SS Mission Loreto was a Type T2-SE-A2 tanker built for the United States Maritime Commission during World War II. After the war she was acquired by the United States Navy as USS Mission Loreto (AO-116). Later the tanker transferred to the Military Sea Transportation Service as USNS Mission Loreto (T-AO-116). She was a and was named for Misión de Nuestra Señora de Loreto Conchó, located in Loreto, Baja California Sur, Mexico, considered the "Head and Mother of all the California Missions."

== Career ==
Mission Loreto was laid down on 27 April 1944 under a Maritime Commission contract by Marine Ship Corporation, Sausalito, California; launched 28 June 1944; sponsored by Mrs.

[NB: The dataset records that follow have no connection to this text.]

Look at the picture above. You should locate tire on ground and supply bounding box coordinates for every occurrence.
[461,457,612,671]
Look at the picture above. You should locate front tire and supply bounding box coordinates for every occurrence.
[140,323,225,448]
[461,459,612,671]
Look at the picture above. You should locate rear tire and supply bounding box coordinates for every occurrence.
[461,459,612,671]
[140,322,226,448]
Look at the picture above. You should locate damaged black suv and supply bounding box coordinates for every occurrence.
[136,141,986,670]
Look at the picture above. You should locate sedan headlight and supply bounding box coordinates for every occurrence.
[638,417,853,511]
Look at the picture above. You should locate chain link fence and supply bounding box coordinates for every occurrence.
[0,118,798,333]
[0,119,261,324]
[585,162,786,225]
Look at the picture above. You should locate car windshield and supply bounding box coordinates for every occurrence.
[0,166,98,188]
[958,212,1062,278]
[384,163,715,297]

S. D. Bechtel; and delivered 22 July 1944. Operated, under charter, by Los Angeles Tanker Operators Inc., she spent the remainder of the War transporting fuel to Allied forces in the western Pacific, during which time she was awarded the National Defense Service Medal. She continued in these duties until 26 April 1946 when she was returned to the Maritime Commission and laid up in the Maritime Reserve Fleet at Mobile, Alabama.

Acquired by the Navy on 20 November 1947, she was placed in service with Naval Transportation Service on the same date as Mission Loreto (AO-116). On 1 October 1949 she was still performing these duties, but was under control of the new Military Sea Transportation Service and was designated USNS Mission Loreto (T-AO-116). She continued in these duties until 25 August 1955 when she was struck from the Naval Vessel Register and transferred to the Maritime Administration for lay up in the Maritime Reserve Fleet at Beaumont, Texas.

Reacquired by the Navy 25 June 1956 she was placed in service with MSTS on the same date and served until 13 July 1959 when she was once again returned to the Maritime Administration and laid up in the Maritime Reserve Fleet at Suisun Bay, California.

The ship was scrapped in Portland, Oregon in September 1975.